Local authorities are undermining direct payments by failing to give disabled people sufficient hourly rates to cover the full cost of services, a study reveals.
Sue Bott (right), director of the National Centre for Independent Living, said councils were “corrupting” direct payments, by using them to make cuts in social care funding.
“Hourly rates go against the spirit of direct payments. It’s not direct payments that are at fault. It’s the way that local authorities administer them and restrict people’s choices.”
One person in the study, by the deafblind charity Sense, was given £6 an hour by her council to employ a carer for an epileptic deafblind child. When the person complained, the manager advised her to reduce the hours of care in order to pay a higher rate.
Bott said that this problem was widespread across the country.
Costs not covered
The six month study of the experiences of deafblind people, their carers and families, found that often the hourly rate of direct payments was insufficient to cover the cost of specialist staff and did not cover associated costs such as holiday or sick pay.
Other problems identified by respondents included:
* 75% were negative about the quality of council information.
* Just under a half believed they did not receive enough support services.
* 70% said it is difficult to find qualified or experienced staff.

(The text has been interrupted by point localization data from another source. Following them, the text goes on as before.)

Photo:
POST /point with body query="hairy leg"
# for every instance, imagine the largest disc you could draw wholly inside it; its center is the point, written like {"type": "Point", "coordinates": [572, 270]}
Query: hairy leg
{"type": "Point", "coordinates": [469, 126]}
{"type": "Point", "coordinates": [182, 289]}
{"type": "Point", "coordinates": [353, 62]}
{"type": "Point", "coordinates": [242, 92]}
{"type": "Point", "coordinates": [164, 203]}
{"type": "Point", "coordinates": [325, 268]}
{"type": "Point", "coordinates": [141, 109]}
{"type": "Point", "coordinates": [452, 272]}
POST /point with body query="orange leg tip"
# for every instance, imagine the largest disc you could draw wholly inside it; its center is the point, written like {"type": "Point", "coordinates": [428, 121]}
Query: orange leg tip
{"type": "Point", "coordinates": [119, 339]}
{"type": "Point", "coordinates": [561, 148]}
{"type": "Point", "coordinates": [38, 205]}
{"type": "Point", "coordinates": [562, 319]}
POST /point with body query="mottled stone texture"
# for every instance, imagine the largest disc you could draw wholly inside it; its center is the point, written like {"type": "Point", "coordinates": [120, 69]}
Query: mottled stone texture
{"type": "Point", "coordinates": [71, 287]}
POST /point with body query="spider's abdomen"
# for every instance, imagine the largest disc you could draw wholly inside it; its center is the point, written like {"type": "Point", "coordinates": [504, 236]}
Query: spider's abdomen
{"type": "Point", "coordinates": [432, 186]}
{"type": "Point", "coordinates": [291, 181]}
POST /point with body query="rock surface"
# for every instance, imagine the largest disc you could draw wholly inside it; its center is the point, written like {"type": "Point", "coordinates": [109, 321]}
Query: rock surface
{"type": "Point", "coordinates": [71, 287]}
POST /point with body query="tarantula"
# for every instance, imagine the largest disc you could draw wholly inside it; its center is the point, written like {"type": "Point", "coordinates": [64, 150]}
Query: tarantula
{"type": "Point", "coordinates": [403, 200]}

Many local authorities were failing to “properly implement” Department of Health guidance on direct payments (2003), said the author of the study, Simon Shaw.
In response, a Local Government Association spokesperson said that the cases highlighted in the study could be a “result of a failure to communicate the basis of the direct payment”.
Despite LGA claims that direct payments have been “met with overwhelming success”, some people in the study had concerns that local authorities viewed the scheme as a cheaper option. Bott described the uptake of direct payments by about 54,000 out of 1.5m services users, as “pathetic” because of this reason.
A DH spokesperson said the government acknowledged the shortfall in suitable staff but the flexibility of direct payments enabled individuals to recruit people outside of the formal social care workforce.